【Science View】 (1/5ページ)

員眞貝洋一氏
員眞貝洋一氏【拡大】

  • 国島直樹氏

 ■細胞記憶の理解に新たな糸口

 □理化学研究所 眞貝細胞記憶研究室 主任研究・員眞貝洋一

 生物の遺伝情報はDNAに記されており、どの細胞でも基本的には同一である。DNAのメチル化などの調節機構によって、それぞれの細胞に固有の遺伝子 発現パターンがもたらされる。このパターンの違いが、細胞の見た目や機能といった“その細胞らしさ”を決定していると考えられている。
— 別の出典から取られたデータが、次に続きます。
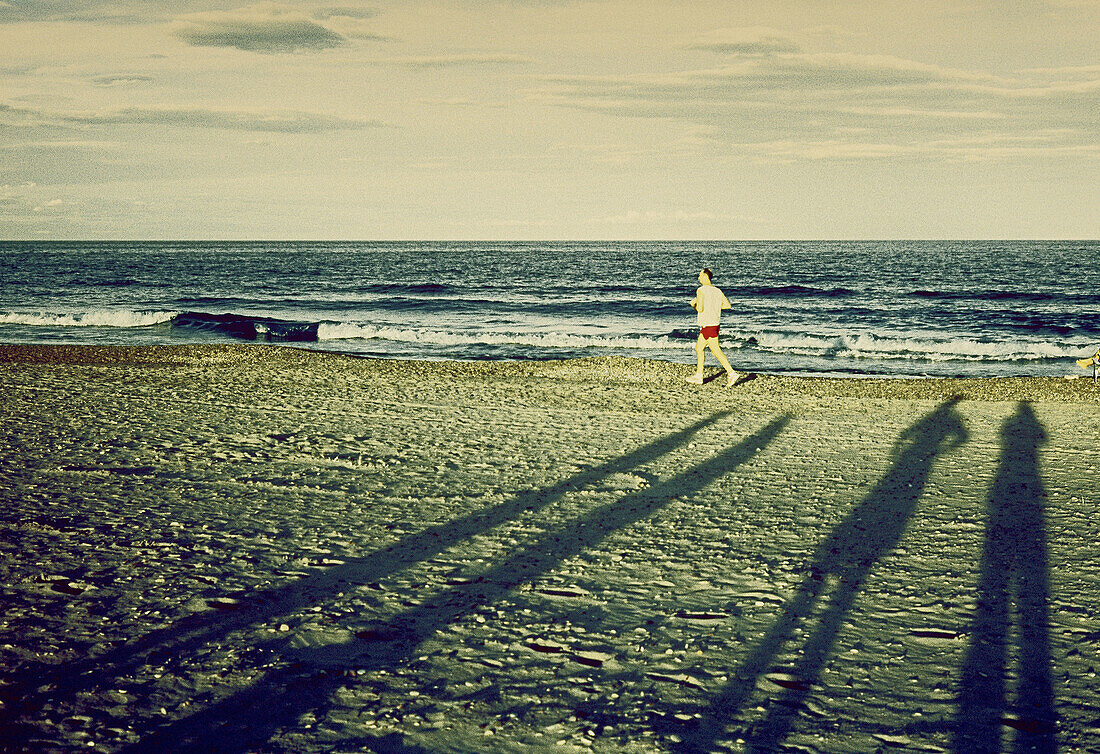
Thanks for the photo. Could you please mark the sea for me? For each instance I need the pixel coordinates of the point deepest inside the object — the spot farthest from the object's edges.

また、DNAメチル化パターンは、細胞が分裂しても親細胞から娘細胞へと正確に受け継がれていくため、細胞固有の性質を記録している「細胞記憶」の1つと考えられている。DNAのメチル化パターンの継承には、UHRF1というタンパク質が必須であるが、どのようにUHRF1がDNAの複製の場にやってくるのかは分かっていなかった。

 今回、理研を中心とする国際共同研究グループは、質量分析法を用いた網羅的探索により、DNAの複製に重要な役割を持つDNAリガーゼ1(LIG1)がUHRF1と複合体を形成することを発見した。LIG1がUHRF1と複合体を形成できないようにした細胞を作製したところ、UHRF1がDNA複製の場に来なくなり、DNAメチル化パターンの継承がうまくいかないことが分かった。これらの結果から、LIG1がUHRF1をDNA複製の場に連れていくことで、DNAメチル化パターンの継承が効率的に行われると結論づけられた。

 本成果は、細胞がいかにして“その細胞らしさ”を維持しているのか、細胞記憶を理解する上での新たな糸口になると期待できる。